Lee articulates a similar insight when remembering that while his mother was dying from stomach cancer [“I’ve always thought it was particularly cruel that the cancer was in her stomach, and that for a long time at the end she couldn’t eat” (97)], the family would still maintain the tradition of eating together (“Coming Home Again” 96). Lee admits, “I wasn’t cooking for my mother but for the rest of us. . . . she [Lee’s mother] was still eating, though scantily . . . The point was simply to sit together at the kitchen table and array ourselves like a family again. . . . crammed in the center was all the food I had made . . . dishes that in my youth she had prepared for us a hundred times” (“Coming Home Again” 95-96).

Towards the end of “Magical Dinners” Lee contemplates why he, his sister, and conceivably his parents, were eager to sample American dishes in spite of their distinct contrast to Korean cuisine (72).

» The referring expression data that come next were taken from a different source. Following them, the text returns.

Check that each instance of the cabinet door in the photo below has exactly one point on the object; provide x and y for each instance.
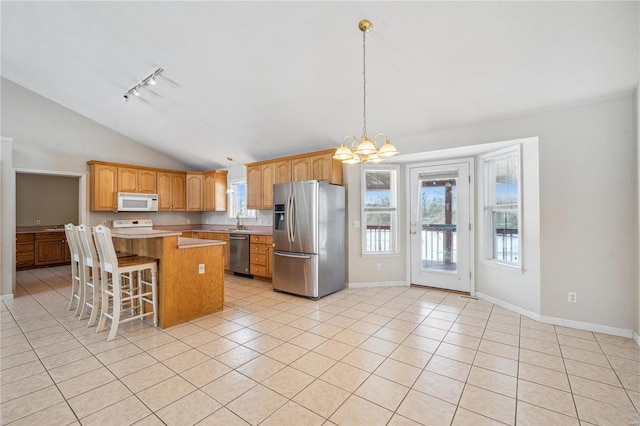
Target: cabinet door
(127, 179)
(268, 174)
(147, 181)
(25, 250)
(283, 171)
(179, 189)
(194, 192)
(221, 191)
(254, 188)
(104, 186)
(321, 166)
(209, 191)
(301, 169)
(165, 203)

He decides that American fare represented “. . . food without association, unlinked to any past; it’s food that fixes us to this moment only, to this place we hardly know” (“Magical Dinners” 72). The truth of Elijah’s life in Zarephath resonates in Lee’s account. In his exiled state, Elijah, too, was physically detached from home and the past. Whereas in America, Lee and his family had the opportunity to evoke memories of Korea through every bite of his mother’s cooking, Elijah was not privileged with a similar situation in Zarephath. However, by feeding Elijah the Widow bestowed upon him acceptance which as someone living in exile would not have felt. The flavor of the Phoenician food & water, while alien to his tongue, granted Elijah his first intimate interaction with this foreign environment, such as Lee thoughtfully acknowledged: “. . . it’s food that fixes us . . . to this place we hardly know” (“Magical Dinners” 72).

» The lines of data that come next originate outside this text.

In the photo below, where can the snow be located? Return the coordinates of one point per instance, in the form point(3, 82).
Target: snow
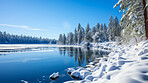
point(125, 64)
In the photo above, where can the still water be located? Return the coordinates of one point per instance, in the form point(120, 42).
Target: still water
point(36, 65)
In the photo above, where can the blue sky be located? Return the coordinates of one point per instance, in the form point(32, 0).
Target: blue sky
point(49, 18)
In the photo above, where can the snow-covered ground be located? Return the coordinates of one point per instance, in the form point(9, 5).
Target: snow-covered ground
point(125, 64)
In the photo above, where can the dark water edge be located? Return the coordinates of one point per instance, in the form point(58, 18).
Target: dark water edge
point(36, 67)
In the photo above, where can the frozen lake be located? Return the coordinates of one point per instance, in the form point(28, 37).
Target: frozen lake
point(35, 64)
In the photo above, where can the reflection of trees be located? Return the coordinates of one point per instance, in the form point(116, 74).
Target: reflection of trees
point(82, 54)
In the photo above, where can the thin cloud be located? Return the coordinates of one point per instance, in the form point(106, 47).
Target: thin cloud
point(23, 27)
point(66, 25)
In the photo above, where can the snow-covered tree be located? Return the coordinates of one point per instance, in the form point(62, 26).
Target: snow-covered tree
point(93, 31)
point(97, 27)
point(111, 29)
point(80, 35)
point(132, 20)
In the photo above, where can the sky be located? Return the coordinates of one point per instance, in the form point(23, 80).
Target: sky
point(49, 18)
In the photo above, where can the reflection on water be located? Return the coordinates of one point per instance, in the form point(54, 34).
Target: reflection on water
point(82, 54)
point(37, 64)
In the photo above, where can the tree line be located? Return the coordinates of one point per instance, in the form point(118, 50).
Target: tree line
point(6, 38)
point(98, 33)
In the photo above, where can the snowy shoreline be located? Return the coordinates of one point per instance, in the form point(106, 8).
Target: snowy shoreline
point(127, 63)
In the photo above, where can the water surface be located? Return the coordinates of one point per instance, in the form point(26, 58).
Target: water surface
point(36, 65)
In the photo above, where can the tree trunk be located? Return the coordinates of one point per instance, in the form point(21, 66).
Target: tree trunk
point(145, 18)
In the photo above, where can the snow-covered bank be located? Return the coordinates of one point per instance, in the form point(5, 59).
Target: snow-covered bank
point(125, 64)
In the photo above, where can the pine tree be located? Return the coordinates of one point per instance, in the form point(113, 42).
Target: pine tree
point(75, 39)
point(132, 20)
point(97, 27)
point(87, 33)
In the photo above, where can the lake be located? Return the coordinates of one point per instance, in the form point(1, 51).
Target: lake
point(36, 65)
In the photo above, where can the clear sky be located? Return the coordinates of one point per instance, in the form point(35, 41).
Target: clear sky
point(49, 18)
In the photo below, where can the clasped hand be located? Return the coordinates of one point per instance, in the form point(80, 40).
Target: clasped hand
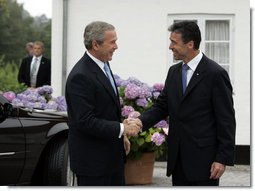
point(132, 126)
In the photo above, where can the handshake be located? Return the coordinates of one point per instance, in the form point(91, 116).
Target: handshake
point(132, 126)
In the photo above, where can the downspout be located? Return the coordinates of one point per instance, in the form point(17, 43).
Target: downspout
point(64, 48)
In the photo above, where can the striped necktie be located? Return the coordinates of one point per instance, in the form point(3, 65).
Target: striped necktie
point(109, 75)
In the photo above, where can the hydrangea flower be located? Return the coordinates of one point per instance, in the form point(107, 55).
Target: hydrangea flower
point(126, 110)
point(158, 138)
point(9, 95)
point(39, 98)
point(135, 98)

While there are remarkable acts of faith evident in 1 Kings 17, the gift of hospitality shown by a humble woman to a stranger is conceivably why the story still continues to be meaningful for a twenty-first century audience. Even though, God instructs his prophet, Elijah to go to the pagan city of Zarephath because “behold, I have commanded a widow woman there to sustain thee”, could it be that an ordinary woman was chosen because she was already demonstrating extraordinary deeds of kindness to strangers (1 Kings 17:9)? If so, the Widow is not an unmemorable character in this narrative; she is extraordinary.

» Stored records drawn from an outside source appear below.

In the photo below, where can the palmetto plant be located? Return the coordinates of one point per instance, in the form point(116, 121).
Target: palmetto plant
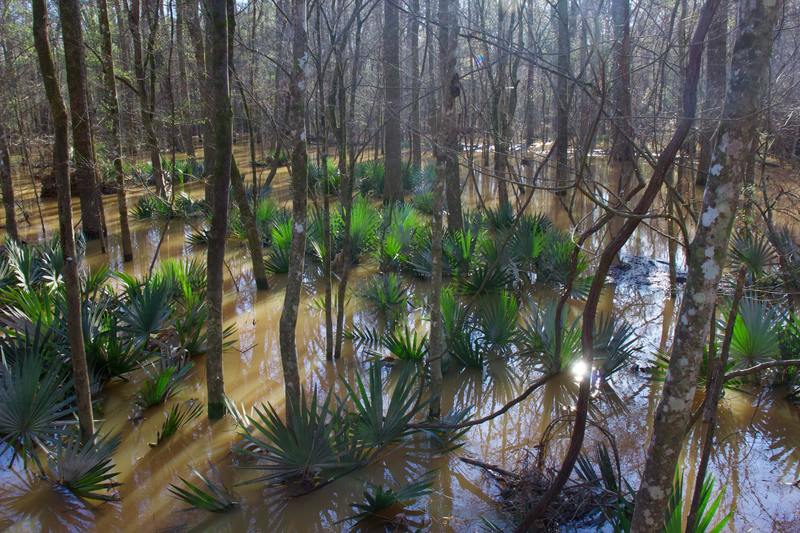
point(406, 345)
point(177, 417)
point(497, 320)
point(35, 403)
point(146, 308)
point(377, 424)
point(86, 469)
point(383, 506)
point(386, 293)
point(162, 383)
point(756, 333)
point(615, 343)
point(214, 497)
point(673, 518)
point(305, 449)
point(538, 337)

NOTE: The title is taken from the chapter of the same name, “The Kindness of Strangers” in Rabbi Jonathan Sacks, To Heal a Fractured World: The Ethics of Responsibility (New York: Schocken Books, 2005).

Works Cited

The Bible. [King James Version]

Lee, Chang-Rae. “Coming Home Again.” Contemporary Creative Nonfiction: I & Eye. Ed. Minh Nguyen and Porter Shreve. New York: Pearson Education, 2005. 95-102.

____________. “Magical Dinners: An Immigrant Thanksgiving.” The New Yorker. 22 November 2010: 69-73.

Neumark, Heidi. “The Widow’s Hand.” The Christian Century. 117.26 (Sept 27, 2000): 943-44.

Sacks, Rabbi Jonathan. To Heal a Fractured World: The Ethics of Responsibility. New York: Schocken Books, 2005.